Noticing and staring are not the same.


----------



## SunCMars (Feb 29, 2016)

Diana7 said:


> Noticing and staring are not the same.


I stare at the floor, at the dog, at my hands for exactly this reason!!

My eyes are controlled by two people. Guess 'who' they are?


----------



## TheDudeLebowski (Oct 10, 2017)

Of course I find people sexy. Even find voices sexy. My wife knows I like Katy Perry not really because I think she makes great music, but because I think her voice sounds so damn sexy. She's attractive herself which doesn't hurt, but I don't really watch music videos. Its just something about her voice when she sings that I can't get over. There's been other singers I thought had sexy voices too that I didn't find attractive so I don't think it would be any different if I didn't find Katy attractive. Is it weird to get turned on by a voice? I don't know. But damnit its so sexy to me. 

Of course I look, am I a man or not? My T levels are fine. I'm high drive. I can't help but notice hot girls. It would be silly to expect a healthy man to never look. I don't see how a guy can look at say Shakira for example, and not find her incredibly attractive. She is sooooooo fine!

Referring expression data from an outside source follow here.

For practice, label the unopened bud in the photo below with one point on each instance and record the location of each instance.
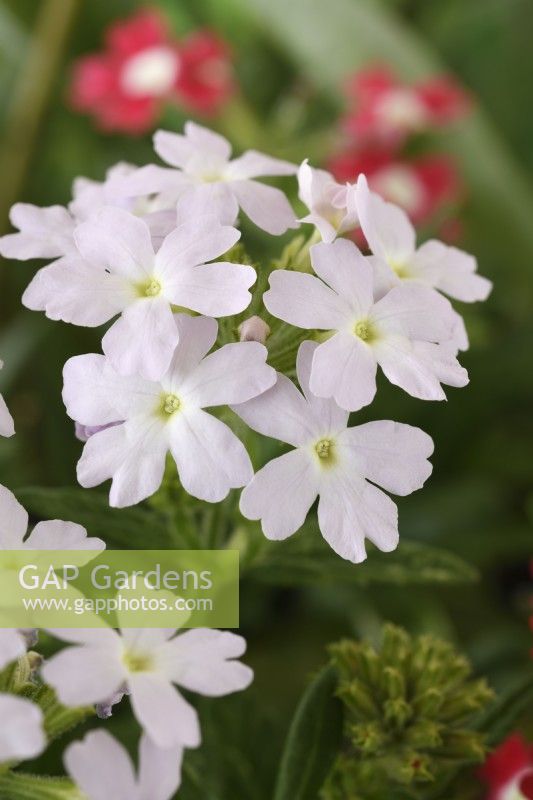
(254, 329)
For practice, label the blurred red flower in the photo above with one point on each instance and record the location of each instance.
(508, 772)
(388, 111)
(143, 66)
(420, 185)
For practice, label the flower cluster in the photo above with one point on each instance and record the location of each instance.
(148, 246)
(144, 66)
(383, 119)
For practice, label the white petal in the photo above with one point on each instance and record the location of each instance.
(86, 674)
(255, 165)
(118, 241)
(12, 645)
(13, 521)
(95, 394)
(215, 199)
(233, 374)
(305, 301)
(58, 535)
(7, 426)
(266, 206)
(415, 311)
(142, 341)
(387, 228)
(74, 291)
(133, 455)
(452, 271)
(330, 417)
(344, 368)
(390, 454)
(21, 733)
(210, 459)
(281, 494)
(217, 290)
(408, 369)
(281, 413)
(159, 770)
(203, 661)
(101, 767)
(194, 242)
(44, 233)
(350, 510)
(163, 713)
(342, 267)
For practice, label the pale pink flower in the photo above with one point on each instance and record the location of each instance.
(147, 662)
(337, 464)
(118, 273)
(167, 416)
(22, 733)
(201, 178)
(102, 768)
(331, 205)
(407, 332)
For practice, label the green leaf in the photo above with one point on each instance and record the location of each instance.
(511, 704)
(411, 563)
(313, 741)
(135, 528)
(330, 41)
(18, 786)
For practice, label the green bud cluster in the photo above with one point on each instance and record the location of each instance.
(409, 709)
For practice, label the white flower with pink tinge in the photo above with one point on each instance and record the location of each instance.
(337, 464)
(331, 205)
(167, 416)
(22, 733)
(202, 178)
(391, 237)
(102, 768)
(118, 273)
(148, 662)
(407, 332)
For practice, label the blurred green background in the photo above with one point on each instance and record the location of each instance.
(290, 57)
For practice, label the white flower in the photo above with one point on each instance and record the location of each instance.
(119, 273)
(7, 426)
(332, 462)
(167, 416)
(203, 178)
(101, 767)
(392, 238)
(147, 662)
(331, 205)
(407, 332)
(21, 732)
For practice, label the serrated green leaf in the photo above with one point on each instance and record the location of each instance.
(313, 741)
(411, 563)
(135, 528)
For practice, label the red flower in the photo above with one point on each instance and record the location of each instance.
(420, 186)
(508, 772)
(388, 110)
(142, 67)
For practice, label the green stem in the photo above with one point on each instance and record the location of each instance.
(30, 97)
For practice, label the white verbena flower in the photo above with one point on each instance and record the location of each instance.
(7, 426)
(332, 208)
(407, 332)
(22, 733)
(148, 662)
(339, 465)
(102, 768)
(118, 272)
(391, 237)
(167, 416)
(203, 178)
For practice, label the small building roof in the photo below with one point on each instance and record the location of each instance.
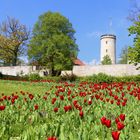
(78, 62)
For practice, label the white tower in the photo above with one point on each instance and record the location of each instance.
(108, 47)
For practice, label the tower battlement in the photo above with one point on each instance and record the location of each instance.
(108, 47)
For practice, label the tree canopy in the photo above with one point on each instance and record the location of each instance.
(53, 43)
(124, 56)
(13, 37)
(134, 51)
(106, 60)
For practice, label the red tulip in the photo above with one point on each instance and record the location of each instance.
(36, 107)
(52, 138)
(89, 102)
(117, 120)
(122, 117)
(81, 114)
(108, 123)
(103, 120)
(2, 107)
(55, 109)
(115, 135)
(120, 126)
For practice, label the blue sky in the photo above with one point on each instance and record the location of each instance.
(90, 19)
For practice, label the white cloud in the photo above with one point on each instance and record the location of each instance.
(94, 34)
(92, 62)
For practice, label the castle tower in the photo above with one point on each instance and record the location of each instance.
(108, 47)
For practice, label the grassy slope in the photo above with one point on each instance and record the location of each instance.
(9, 87)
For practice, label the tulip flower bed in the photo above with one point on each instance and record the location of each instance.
(69, 111)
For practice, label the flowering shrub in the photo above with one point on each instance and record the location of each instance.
(71, 111)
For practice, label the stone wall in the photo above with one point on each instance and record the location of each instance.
(17, 70)
(114, 70)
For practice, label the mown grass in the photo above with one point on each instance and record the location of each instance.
(8, 87)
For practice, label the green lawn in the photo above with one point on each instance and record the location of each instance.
(9, 87)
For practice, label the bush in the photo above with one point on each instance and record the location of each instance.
(98, 78)
(32, 77)
(68, 77)
(52, 78)
(101, 77)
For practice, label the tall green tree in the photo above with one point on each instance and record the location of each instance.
(124, 56)
(106, 60)
(134, 30)
(134, 51)
(13, 38)
(53, 43)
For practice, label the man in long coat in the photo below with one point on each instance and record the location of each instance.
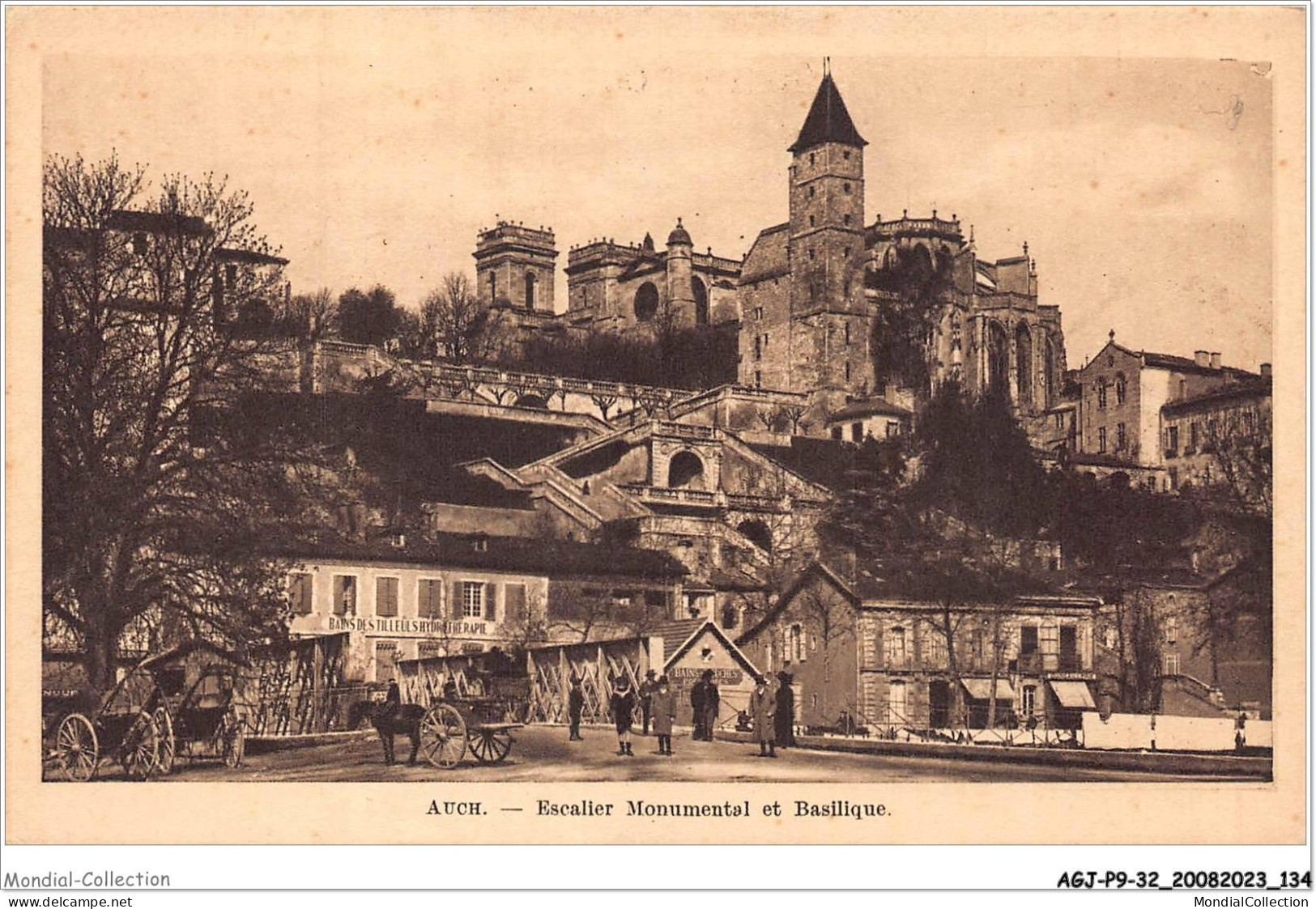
(663, 703)
(785, 717)
(712, 704)
(698, 694)
(762, 709)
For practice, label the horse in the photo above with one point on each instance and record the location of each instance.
(391, 720)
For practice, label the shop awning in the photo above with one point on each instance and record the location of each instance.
(1073, 694)
(981, 690)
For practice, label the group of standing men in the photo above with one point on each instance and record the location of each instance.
(772, 711)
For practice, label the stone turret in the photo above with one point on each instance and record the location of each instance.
(680, 296)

My wife is more about characters. She finds certain actors attractive, but she is more about the parts someone plays in particular movies. Basically, its not looks for her its the way a man carries himself. His decisions and actions. The way he speaks to his woman. The strength and unwavering loyalty and dedication. She can watch lord of the rings and fawn all over Aragorn for example. Looks alone, Viggo he might not do anything for her. But his role as Aragorn, that particular character is sexy as hell to her.

So she probably isn't the type to look at a guy and think he's super hot. She's more of the type to find someone attractive if they meet certain personality traits and stuff like that. Sort of a quiet, mysterious, confidence. 

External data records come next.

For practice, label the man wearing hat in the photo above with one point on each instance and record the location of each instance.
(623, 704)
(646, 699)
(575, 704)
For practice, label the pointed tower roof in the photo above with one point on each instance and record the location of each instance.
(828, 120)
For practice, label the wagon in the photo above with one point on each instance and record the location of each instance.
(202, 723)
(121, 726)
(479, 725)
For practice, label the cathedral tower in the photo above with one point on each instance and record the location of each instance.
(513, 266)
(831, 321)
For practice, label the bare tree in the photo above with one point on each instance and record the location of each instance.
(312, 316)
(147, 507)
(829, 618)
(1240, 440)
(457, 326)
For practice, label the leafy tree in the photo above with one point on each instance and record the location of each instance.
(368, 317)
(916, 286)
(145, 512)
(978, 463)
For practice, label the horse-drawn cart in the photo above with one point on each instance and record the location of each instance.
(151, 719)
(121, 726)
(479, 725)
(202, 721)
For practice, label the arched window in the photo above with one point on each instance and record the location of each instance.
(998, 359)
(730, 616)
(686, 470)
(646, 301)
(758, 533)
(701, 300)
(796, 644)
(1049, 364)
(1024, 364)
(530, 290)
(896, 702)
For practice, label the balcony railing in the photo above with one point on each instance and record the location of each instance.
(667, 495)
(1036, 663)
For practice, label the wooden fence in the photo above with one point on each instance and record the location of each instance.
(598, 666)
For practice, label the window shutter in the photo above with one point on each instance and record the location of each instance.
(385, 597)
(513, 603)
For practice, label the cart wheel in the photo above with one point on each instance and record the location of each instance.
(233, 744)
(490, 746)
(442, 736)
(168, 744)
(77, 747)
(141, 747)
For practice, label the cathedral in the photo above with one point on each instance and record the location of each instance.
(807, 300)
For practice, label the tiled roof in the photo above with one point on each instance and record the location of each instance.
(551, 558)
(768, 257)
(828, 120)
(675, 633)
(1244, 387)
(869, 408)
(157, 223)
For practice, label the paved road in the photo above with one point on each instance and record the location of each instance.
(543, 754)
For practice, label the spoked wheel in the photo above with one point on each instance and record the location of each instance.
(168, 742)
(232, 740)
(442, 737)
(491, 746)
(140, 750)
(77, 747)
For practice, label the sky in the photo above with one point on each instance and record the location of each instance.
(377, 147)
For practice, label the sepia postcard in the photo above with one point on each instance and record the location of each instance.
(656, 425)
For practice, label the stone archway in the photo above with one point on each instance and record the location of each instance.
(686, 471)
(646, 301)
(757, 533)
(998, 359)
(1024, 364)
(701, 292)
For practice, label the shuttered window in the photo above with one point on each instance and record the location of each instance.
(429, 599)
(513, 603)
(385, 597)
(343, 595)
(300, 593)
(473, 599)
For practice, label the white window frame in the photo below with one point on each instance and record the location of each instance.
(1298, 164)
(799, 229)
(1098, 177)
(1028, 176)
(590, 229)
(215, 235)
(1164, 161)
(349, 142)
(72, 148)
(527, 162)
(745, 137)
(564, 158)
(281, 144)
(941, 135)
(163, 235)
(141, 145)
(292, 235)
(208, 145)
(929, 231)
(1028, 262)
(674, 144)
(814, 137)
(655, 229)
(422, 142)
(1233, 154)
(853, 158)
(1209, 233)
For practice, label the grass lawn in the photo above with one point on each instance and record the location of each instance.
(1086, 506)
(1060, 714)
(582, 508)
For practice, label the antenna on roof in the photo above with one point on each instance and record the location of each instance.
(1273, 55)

Doesn't bother me at all one way or the other. We are humans. We have healthy sex drives.


----------



## Rocky Mountain Yeti (Apr 23, 2017)

As a teen, I mentioned this concept to my mom.

With regard to my Dad, she said "If he no longer notices such things, he's of no use to me."

They set a good example for being of the combination of absolute fidelity and still being human.


----------



## MLK22 (Jan 13, 2015)

TheDudeLebowski said:


> My wife is more about characters. She finds certain actors attractive, but she is more about the parts someone plays in particular movies. Basically, its not looks for her its the way a man carries himself. His decisions and actions. The way he speaks to his woman. The strength and unwavering loyalty and dedication. She can watch lord of the rings and fawn all over Aragorn for example. Looks alone, Viggo he might not do anything for her. But his role as Aragorn, that particular character is sexy as hell to her


That is SO me. Take the movie Troy... Orlando, Brad and uh... Eric Bana. On no days is Eric Bana more attractive than the previous mentioned, but in Troy-- HECTOR IS MY MAN. Lol


----------